Этой зимой газеты много писали об Алисе Башельри, которую каприз модного маэстро вытащил из какого-то провинциального театрика. Весь Париж стремился услышать, как она поет песенку «Поваренок», с неотразимым мальчишеским задором подчеркивая припев: «Эх, булочки горячи, только вынуты из печи!» Бульварные театры каждый сезон заглатывают по полдюжины таких «звездочек», создавая им бумажную славу, надутую легким газом рекламы и напоминающую розовые детские шарики, которые живут один день на солнце, в пыли городских садов. Если бы вы знали, чего она добивалась в министерстве! Милости попасть в программу первого концерта. Крошка Башельри в Министерстве народного просвещения!.. Это было так забавно, что Нума пожелал лнчно выслушать ее просьбу, и письмом из министерства, отдававшим жесткой казенщиной канцелярской словесности, ее известили, что он примет ее на следующий день.
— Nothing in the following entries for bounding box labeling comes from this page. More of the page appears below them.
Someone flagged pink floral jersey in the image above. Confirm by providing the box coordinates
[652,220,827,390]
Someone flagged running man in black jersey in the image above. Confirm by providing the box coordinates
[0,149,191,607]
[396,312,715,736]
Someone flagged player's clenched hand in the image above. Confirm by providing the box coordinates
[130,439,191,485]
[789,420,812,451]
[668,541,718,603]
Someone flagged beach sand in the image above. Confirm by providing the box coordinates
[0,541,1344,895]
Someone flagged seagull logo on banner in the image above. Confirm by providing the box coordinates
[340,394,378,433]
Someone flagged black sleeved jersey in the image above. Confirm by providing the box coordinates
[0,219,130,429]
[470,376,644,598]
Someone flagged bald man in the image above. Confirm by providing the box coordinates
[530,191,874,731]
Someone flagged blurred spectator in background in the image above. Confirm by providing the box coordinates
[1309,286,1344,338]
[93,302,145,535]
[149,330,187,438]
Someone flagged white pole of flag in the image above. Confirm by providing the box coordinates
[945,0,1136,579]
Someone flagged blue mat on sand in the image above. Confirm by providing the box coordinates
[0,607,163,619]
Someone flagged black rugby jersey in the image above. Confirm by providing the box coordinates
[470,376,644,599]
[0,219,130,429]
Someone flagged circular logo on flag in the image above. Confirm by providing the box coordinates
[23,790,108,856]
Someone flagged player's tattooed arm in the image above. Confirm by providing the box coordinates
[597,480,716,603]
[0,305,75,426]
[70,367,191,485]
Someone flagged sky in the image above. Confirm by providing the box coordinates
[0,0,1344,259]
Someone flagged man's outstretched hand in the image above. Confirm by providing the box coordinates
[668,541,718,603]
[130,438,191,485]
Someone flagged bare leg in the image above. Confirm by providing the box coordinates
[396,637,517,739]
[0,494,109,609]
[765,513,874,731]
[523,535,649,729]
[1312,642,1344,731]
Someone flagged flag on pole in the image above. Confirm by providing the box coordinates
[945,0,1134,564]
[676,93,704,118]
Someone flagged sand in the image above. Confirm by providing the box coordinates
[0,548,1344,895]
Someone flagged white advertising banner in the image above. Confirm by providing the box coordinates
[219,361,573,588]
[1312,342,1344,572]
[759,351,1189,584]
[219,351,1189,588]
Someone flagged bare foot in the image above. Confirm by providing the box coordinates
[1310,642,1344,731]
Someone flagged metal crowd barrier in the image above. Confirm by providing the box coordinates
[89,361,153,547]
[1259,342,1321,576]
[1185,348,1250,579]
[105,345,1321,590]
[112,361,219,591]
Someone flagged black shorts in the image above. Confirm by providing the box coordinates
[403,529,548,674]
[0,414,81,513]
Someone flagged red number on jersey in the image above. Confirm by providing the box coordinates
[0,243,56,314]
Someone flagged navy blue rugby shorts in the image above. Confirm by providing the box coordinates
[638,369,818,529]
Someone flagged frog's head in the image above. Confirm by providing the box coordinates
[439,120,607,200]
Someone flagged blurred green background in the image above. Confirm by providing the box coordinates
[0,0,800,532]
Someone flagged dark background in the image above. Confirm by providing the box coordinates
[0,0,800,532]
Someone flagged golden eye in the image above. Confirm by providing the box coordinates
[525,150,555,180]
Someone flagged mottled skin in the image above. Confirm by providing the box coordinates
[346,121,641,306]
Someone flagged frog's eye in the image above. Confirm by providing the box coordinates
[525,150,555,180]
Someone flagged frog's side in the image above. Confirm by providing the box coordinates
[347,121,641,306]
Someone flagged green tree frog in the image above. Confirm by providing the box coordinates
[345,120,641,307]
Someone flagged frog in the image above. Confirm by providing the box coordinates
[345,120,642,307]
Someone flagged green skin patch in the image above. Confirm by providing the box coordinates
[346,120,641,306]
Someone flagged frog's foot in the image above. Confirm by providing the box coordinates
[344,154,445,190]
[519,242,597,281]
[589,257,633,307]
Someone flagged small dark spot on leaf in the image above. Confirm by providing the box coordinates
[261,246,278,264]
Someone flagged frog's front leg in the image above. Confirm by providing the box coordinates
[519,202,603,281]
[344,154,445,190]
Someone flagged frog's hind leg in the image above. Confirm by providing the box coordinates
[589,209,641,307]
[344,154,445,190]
Но на следующий день мадемуазель Башельри не явилась.
— Наверно, желание прошло… — сказал Лаппара. — Она же еще ребенок!
Министр был задет, два дня не заговаривал о Башельри, а на третий послал за ней.
Сейчас она дожидалась в парадной, красной с золотом, гостиной, которой придавали особую величественность высокие окна до полу, выходившие в оголенный сад, гобелены и мраморный Мольер, который, задумавшись, сидел в углу. Рояль Плейеля и несколько пюпитров для нот даже как-то терялись в этом просторном, холодном, словно пустой зал музея, помещении, в котором мог бы оробеть всякий, кроме малютки Башельри. Но ведь она была так ребячлива! Ее соблазнил натертый лоснящийся паркет, и теперь она забавлялась: закутанная в меха, засунув руки в малюсенькую муфточку, задрав носик из-под низко надвинутой меховой шапочки и всеми движениями напоминая корифейку балета на льду из оперы «Пророк»,[23] она скользила по всей гостиной.
За этими упражнениями ее и застал Руместан.
— Ах, господин министр!
Запыхавшись, моргая своими длинными ресницами, она растерянно остановилась.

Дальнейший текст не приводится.